現在、「荒木飛呂彦の漫画術」という本を読んでいます。将来漫画家になろうとしている人達に向けて、王道的な漫画の書き方の極意を書いている本です。もちろん、漫画家になる気がない普通の人にとっても「漫画ってこうやってストーリーを考えたり、絵の配置を考えたりしているのかぁ。」と、一つ一つが興味深く読み応えのある内容になっています。

 

そんなこの本の中で、驚いた一節がありました。
荒木さんは、キャラクター全員分の身分調査書を作ったりするほど、自身のつくるキャラクターに掛ける愛が強いことで有名ですが、ストーリーの中でキャラクターが死んでしまうシーンがあると、コマを描きながらもうボロボロ泣いてしまうそうです。すごいですよね。あくまで自分の頭の中から出てきたストーリーであるにも関わらず、同時に客観的視点としてもどっぷり感情移入できてしまっている。これはなかなか、才のある方でないと体験できないエピソードかなと思いました。

 

似たような話で、X JAPANのYOSHIKIも、良いバラード曲ができたりすると、フレーズを作りながらもうボロボロ泣いちゃうそうです。この話を聞いたときも驚いたことを覚えています。

 

さて、では僕が例えば自分の作るWebコンテンツやアプリなどで泣けるほど感情移入できたことがあるか、というと、ないですね。まだそれはないですが、2〜3年前に作ったコンテンツを見返すと、心がぎゅっと掴まれるほど懐かしい感情になるときがあります。

 

これって、僕にとっては結構大きな発見で、そもそも懐かしさを感じる対象って「音楽」か「におい」かだと思ってたんですよ。
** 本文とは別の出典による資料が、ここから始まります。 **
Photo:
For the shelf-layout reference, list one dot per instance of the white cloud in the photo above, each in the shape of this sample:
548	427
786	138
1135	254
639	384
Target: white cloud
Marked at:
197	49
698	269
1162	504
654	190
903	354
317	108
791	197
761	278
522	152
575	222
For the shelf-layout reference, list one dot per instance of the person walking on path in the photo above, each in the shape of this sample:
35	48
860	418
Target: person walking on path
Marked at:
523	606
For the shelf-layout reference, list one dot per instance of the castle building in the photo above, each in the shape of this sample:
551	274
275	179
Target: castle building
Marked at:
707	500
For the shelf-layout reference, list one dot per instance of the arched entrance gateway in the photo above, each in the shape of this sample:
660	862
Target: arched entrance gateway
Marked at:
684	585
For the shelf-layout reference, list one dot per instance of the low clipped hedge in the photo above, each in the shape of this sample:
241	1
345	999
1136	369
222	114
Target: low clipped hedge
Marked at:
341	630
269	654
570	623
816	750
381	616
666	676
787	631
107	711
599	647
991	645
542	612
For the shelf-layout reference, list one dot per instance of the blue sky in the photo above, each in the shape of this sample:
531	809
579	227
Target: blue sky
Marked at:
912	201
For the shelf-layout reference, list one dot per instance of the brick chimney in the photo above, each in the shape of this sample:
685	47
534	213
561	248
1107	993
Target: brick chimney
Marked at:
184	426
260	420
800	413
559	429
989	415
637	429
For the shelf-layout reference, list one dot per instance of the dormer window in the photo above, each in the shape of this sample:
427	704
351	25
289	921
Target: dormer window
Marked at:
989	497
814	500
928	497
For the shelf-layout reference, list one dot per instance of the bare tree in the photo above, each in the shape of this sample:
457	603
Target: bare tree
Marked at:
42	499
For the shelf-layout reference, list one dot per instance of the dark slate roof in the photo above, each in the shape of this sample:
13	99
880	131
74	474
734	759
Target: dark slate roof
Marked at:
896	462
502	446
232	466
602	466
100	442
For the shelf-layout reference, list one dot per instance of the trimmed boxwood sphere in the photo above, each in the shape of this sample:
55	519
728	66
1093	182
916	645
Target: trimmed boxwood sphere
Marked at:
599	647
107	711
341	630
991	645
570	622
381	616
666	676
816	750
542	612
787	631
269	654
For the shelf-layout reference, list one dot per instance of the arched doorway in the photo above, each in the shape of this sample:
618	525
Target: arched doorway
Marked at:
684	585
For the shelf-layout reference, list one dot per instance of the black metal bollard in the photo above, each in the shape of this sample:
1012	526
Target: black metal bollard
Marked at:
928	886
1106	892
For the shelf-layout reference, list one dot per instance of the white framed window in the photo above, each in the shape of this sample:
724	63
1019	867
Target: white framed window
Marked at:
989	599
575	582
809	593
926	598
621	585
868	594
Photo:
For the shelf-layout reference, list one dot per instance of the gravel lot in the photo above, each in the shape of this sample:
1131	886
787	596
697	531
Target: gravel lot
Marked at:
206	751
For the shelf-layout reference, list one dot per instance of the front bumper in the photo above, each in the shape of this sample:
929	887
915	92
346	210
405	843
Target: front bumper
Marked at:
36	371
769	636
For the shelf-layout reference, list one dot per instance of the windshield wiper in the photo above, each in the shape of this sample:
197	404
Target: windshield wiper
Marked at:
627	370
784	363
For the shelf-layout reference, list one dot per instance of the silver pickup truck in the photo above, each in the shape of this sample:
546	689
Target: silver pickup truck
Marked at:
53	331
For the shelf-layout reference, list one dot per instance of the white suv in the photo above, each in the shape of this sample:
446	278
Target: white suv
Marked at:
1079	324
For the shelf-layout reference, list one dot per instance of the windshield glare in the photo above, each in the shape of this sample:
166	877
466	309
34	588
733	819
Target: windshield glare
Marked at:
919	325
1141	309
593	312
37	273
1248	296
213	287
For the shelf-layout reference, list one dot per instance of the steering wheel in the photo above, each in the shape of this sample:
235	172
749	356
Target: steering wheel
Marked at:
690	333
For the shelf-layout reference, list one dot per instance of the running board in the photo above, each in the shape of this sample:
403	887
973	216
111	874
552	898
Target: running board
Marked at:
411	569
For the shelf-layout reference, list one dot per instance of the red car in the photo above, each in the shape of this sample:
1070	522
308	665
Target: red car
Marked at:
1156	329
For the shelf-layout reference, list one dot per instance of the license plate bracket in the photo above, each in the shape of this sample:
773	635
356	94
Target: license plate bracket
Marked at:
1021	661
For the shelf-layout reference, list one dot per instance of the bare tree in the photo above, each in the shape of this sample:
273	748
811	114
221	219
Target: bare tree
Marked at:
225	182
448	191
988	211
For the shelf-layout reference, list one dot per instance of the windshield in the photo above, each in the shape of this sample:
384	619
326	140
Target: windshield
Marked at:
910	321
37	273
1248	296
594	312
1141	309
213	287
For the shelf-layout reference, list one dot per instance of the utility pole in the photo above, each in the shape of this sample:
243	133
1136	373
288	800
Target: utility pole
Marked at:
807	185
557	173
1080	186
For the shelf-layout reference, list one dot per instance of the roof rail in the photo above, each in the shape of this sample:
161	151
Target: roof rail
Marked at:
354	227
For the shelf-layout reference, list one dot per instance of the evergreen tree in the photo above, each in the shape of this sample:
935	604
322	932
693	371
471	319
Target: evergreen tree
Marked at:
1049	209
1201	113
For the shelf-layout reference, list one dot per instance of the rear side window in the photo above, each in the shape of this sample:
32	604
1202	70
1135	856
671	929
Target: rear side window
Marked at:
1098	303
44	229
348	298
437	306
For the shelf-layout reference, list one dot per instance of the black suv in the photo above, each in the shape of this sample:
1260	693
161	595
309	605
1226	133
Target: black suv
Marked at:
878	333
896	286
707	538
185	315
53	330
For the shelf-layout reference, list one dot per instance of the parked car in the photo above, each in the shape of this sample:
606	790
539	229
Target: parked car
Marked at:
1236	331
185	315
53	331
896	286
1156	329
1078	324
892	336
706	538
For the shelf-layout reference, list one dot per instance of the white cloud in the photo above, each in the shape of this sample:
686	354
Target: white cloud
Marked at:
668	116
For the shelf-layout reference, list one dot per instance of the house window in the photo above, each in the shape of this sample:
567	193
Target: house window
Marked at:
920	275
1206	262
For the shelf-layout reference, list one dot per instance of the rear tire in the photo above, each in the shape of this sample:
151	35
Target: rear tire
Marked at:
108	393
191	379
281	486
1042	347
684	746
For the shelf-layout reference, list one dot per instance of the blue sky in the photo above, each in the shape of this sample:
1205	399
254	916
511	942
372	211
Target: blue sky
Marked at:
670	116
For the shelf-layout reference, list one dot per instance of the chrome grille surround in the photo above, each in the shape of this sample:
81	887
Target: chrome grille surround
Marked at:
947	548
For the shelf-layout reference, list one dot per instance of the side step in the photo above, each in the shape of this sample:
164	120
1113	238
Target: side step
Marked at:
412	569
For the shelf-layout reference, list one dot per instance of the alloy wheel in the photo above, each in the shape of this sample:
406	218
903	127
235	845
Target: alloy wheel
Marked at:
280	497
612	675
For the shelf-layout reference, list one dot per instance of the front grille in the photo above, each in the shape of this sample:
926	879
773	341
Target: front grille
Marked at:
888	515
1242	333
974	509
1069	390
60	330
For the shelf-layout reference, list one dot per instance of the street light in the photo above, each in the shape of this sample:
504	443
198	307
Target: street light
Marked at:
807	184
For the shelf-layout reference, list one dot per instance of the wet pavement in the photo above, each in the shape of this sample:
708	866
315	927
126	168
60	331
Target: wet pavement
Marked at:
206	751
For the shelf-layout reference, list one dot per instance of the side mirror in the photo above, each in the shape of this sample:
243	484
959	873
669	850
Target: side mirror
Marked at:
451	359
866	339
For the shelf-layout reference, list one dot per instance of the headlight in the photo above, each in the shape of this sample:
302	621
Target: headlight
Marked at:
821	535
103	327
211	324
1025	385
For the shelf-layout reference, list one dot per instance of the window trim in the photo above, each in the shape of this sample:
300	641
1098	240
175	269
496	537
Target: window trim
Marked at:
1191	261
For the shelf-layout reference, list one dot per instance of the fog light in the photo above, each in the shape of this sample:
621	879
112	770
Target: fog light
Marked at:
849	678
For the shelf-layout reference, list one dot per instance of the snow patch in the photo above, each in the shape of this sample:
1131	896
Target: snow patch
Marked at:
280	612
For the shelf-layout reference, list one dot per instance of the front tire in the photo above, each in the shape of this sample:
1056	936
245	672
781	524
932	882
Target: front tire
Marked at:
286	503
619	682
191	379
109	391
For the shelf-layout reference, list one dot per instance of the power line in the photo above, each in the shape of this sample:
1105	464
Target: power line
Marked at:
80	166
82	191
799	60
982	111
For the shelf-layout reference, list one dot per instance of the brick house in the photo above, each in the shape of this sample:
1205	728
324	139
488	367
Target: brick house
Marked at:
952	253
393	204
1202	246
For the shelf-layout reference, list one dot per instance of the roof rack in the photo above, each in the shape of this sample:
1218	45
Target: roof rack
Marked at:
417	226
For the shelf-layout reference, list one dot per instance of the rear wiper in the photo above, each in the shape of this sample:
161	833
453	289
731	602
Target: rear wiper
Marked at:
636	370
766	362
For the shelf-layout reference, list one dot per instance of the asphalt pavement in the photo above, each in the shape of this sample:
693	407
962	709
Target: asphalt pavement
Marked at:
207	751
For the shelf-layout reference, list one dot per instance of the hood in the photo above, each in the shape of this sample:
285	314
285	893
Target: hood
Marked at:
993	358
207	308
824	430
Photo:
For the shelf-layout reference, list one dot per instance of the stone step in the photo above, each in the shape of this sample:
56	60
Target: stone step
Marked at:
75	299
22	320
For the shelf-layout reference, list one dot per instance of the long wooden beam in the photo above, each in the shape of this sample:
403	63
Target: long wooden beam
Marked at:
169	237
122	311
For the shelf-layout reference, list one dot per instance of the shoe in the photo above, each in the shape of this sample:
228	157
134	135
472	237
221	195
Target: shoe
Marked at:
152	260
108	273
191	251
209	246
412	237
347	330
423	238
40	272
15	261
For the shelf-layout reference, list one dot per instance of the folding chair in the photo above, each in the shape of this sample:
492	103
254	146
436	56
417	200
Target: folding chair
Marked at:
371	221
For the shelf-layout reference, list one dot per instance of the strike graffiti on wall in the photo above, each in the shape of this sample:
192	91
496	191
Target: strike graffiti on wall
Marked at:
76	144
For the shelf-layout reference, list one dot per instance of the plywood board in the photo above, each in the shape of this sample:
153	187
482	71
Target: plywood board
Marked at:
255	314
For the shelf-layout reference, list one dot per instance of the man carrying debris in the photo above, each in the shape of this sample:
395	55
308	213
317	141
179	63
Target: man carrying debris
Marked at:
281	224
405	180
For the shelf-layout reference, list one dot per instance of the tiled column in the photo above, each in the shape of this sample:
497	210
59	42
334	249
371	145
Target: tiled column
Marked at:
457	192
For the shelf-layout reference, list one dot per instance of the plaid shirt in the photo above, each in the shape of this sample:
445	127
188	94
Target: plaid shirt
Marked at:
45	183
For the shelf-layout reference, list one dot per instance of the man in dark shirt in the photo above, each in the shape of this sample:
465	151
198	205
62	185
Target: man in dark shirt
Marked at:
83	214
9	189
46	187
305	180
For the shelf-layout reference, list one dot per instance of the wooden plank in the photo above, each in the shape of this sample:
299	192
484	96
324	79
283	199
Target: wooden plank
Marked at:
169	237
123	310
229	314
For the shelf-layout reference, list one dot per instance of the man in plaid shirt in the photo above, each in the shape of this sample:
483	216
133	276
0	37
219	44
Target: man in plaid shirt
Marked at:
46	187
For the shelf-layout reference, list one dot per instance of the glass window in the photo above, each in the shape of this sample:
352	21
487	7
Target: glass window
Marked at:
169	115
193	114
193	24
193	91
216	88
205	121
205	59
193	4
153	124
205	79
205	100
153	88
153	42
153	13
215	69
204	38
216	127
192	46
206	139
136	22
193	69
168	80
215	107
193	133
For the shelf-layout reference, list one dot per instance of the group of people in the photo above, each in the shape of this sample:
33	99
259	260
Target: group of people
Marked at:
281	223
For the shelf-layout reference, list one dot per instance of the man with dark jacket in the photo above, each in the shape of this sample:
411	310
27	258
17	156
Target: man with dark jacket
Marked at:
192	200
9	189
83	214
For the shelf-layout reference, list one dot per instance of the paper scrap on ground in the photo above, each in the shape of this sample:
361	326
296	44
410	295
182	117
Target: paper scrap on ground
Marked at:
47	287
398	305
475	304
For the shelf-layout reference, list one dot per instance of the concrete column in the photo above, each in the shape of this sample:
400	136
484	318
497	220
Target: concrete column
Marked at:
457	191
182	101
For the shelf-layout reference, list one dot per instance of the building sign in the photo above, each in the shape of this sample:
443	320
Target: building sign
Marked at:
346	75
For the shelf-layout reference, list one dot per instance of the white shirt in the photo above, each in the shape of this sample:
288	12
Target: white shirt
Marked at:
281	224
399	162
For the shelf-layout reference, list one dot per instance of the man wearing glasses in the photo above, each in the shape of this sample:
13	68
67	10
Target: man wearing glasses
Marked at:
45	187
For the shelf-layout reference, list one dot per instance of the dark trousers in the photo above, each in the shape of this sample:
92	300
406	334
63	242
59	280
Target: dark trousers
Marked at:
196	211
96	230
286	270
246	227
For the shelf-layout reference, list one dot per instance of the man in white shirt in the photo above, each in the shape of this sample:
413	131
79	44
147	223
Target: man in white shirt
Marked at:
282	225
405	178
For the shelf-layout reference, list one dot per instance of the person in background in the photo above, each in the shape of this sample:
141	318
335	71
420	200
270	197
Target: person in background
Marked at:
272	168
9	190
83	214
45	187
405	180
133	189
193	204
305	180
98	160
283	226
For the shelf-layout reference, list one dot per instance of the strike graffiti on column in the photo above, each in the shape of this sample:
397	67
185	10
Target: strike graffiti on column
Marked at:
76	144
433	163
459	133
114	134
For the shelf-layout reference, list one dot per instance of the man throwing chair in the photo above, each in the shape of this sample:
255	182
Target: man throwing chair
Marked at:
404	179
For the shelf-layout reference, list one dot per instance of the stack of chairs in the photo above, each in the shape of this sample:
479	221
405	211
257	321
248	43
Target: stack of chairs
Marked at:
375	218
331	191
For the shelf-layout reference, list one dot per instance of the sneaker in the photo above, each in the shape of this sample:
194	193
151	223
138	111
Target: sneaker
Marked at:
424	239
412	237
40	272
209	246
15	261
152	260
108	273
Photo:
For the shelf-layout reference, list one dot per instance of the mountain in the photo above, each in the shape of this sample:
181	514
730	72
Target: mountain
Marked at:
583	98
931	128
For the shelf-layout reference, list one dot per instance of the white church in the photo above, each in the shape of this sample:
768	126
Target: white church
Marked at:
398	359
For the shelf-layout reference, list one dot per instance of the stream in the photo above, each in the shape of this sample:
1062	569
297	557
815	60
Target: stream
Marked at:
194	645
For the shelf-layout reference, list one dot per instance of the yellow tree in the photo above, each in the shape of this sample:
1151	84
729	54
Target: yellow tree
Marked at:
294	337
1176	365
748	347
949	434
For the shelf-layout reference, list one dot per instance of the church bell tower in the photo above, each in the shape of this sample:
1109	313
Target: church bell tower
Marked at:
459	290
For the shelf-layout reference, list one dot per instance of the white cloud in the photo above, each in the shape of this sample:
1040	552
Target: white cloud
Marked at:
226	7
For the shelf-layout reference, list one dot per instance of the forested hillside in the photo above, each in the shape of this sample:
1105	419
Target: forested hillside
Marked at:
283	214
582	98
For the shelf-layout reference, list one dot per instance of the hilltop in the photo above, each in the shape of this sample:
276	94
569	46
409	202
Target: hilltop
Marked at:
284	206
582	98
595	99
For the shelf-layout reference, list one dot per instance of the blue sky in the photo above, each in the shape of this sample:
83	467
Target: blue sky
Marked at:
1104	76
数年前によく聞いていた音楽や、住んでいた部屋のにおいをかぐと、当時を感じる懐かしさが一瞬でフラッシュバックするという経験は誰しも持っているかと思います。

 

ところがあるとき、3年前につくったWebコンテンツを見返すと、当時の「におい」のようなものがブワッと蒸し返してきたのです。あくまで使っている五感は「視覚」だけであるにも関わらず。

 

これだけ毎日のめりこんでやっていたらそうなるわって感じではありますが、「視覚」からこれほどまでに懐かしさを感じることってあるんだな、というのが、それを初めて体験したときの発見でした。

 

話は脱線してしまいましたが、いつかは作った自分自身でも泣いてしまうほど、人の心を動かすようなコンテンツを作ってみたいものですね。